7. Calibrate the asset values. Of all the assets listed, which one is the most important, if it were compromised? Give this asset the maximum value of 40. Discuss as a group which asset would have the most detrimental effect if it were compromised. Remember to consider confidentiality, integrity, and availability.
8. Calibrate the ease of attack . Of all the features and bugs listed, which one is the easiest to attack? Give this one a 40 as well. For these, consider what would happen if a developer made a mistake in implementing the story or fixing the bug (or failing to fix the bug entirely). Note that this has nothing to do with what assets are affected, purely the item itself. Factors that affect the ease of attack include:
   • Complexity and amount of the change to the system make attacks easier
   • More user inputs added to the system makes attacks easier
   • Changes to the architecture or system design can make attacks easier
   • Story involves a feature with many users leads to more exposure
9. Trace one item to its assets. Pick an item at random. In the Assets column, list each the assets that affected by this item.
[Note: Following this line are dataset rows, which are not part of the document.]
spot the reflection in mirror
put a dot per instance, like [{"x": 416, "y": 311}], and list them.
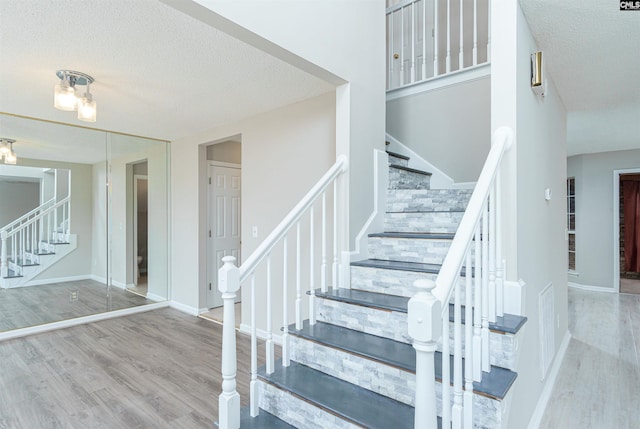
[{"x": 70, "y": 243}]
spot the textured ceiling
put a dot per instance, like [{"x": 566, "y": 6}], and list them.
[
  {"x": 159, "y": 73},
  {"x": 591, "y": 50}
]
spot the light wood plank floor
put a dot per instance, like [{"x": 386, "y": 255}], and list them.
[
  {"x": 599, "y": 382},
  {"x": 35, "y": 305},
  {"x": 159, "y": 369}
]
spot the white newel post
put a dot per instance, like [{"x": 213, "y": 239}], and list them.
[
  {"x": 4, "y": 268},
  {"x": 229, "y": 402},
  {"x": 425, "y": 328}
]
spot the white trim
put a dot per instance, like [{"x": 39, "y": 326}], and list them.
[
  {"x": 57, "y": 280},
  {"x": 454, "y": 78},
  {"x": 375, "y": 223},
  {"x": 23, "y": 332},
  {"x": 550, "y": 382},
  {"x": 592, "y": 288},
  {"x": 184, "y": 308},
  {"x": 260, "y": 333},
  {"x": 616, "y": 224}
]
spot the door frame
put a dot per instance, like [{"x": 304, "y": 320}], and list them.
[
  {"x": 616, "y": 223},
  {"x": 209, "y": 226}
]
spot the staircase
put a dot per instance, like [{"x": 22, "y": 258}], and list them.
[{"x": 356, "y": 366}]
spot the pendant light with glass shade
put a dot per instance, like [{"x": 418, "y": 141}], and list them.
[{"x": 65, "y": 97}]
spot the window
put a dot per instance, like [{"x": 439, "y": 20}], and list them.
[{"x": 571, "y": 221}]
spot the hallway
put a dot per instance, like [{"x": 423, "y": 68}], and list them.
[{"x": 599, "y": 382}]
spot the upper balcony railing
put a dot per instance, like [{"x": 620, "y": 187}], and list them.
[{"x": 427, "y": 39}]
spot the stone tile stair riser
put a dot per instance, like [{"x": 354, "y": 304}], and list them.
[
  {"x": 429, "y": 251},
  {"x": 423, "y": 222},
  {"x": 378, "y": 377},
  {"x": 298, "y": 412},
  {"x": 402, "y": 179},
  {"x": 393, "y": 325},
  {"x": 406, "y": 200}
]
You must agree as a group on this. If anyone comes up with a new asset at this stage, add it to the Assets sheet.
10. Vote on each traced asset for the item. For each asset affected by this one item, vote on its relative value. Each person must place a card, face-down. When everyone has placed their card face down, everyone reveals their vote. The highest and lowest person provide reasoning for their vote. After that, other people can join the conversation. The group must come to a consensus. Re-vote if you need to.
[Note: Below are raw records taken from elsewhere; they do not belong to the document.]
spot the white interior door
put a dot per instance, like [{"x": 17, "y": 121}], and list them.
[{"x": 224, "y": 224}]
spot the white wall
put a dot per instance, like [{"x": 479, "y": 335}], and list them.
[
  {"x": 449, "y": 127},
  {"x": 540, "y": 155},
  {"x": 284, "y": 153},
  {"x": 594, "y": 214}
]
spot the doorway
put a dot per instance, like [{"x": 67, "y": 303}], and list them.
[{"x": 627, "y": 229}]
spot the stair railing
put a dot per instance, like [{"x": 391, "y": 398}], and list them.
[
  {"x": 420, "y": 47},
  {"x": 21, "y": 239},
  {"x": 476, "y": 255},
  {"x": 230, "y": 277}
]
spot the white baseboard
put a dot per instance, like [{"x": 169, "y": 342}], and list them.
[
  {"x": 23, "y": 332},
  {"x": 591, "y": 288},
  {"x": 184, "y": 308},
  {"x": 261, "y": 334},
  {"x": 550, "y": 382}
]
11. Vote on ease of attack for the item in the same manner as the previous step.
12. Repeat this process for each item. Use past precedents in the discussion in your reasoning. Note that not every asset may be affected by your items... that's okay. Sometimes an asset is not affected during a given sprint.
13. Compute & rank risk. Compute two additional risk columns: Max(Risk) and Sum(Risk).
    • Max(Risk) = Ease of Attack * Max(Asset Values)
    • Sum(Risk) = Ease of Attack * Sum(Asset Values)
    This might be a manual process, depending on how you set up your spreadsheet. Feel free to edit any formulas in the cells, if the lookups don't work for you.
14. Show the rankings of your items according each risk. Any surprises? Any large discrepancies between Max(Risk) and Sum(Risk)? Discuss. Be ready to discuss your results with the class.

Submission & Grading

This activity is worth 10 points, and your grade is based on in-class participation. Nothing is due beyond class today, as long as you are participating and are reasonably close to completion. Your instructor will check your GoogleDoc before the end of class.